First, evaluate whether or not you need one. Then check for existing patent landmines during the early stages of product development.

BusinessWeek:
Intellectual property law is notoriously confusing. That’s because there are 3 main types of intellectual property protection and a swirl of myths surrounding each (see Whose Idea Is It Anyway?). The United States Patent & Trademark Office - USPTO offers a good primer on the differences between patents, trademarks, and copyrights.
A patent is the grant of a property right to an inventor by the USPTO-typically for 20 years from the date of application. A patent gives the holder the legal right to exclude others from making, using, or selling the invention in the U.S. So the idea becomes like a piece of land, and patenting the idea before someone else does is like buying that land.
U.S. patent law allows an individual or business to patent ‘any new and useful process, machine, manufacture, or composition of matter, or any new and useful improvement thereof.’ This means new products, methods, or steps to perform a task.
While the vast majority of patents are improvements, you still have to be making something new-not something that already exists.

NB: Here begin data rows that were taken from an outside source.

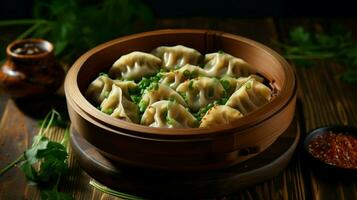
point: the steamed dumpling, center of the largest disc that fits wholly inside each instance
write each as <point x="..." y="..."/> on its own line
<point x="201" y="91"/>
<point x="231" y="84"/>
<point x="177" y="56"/>
<point x="220" y="115"/>
<point x="223" y="64"/>
<point x="169" y="114"/>
<point x="174" y="78"/>
<point x="100" y="88"/>
<point x="134" y="66"/>
<point x="118" y="106"/>
<point x="252" y="95"/>
<point x="162" y="92"/>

But it’s acceptable to combine mixtures of existing ingredients and chemical compounds to create something new.
For inventors and founders of startups, whose future is tied to the success and failure of a new invention, or an improvement to an existing invention, a patent can be a company’s most valuable asset. It provides you protection from a competitor duplicating your ideas. For example, if you invent a new type of zipper that every dress designer wants to use, you are entitled to collect a royalty on every garment that ends up with your design.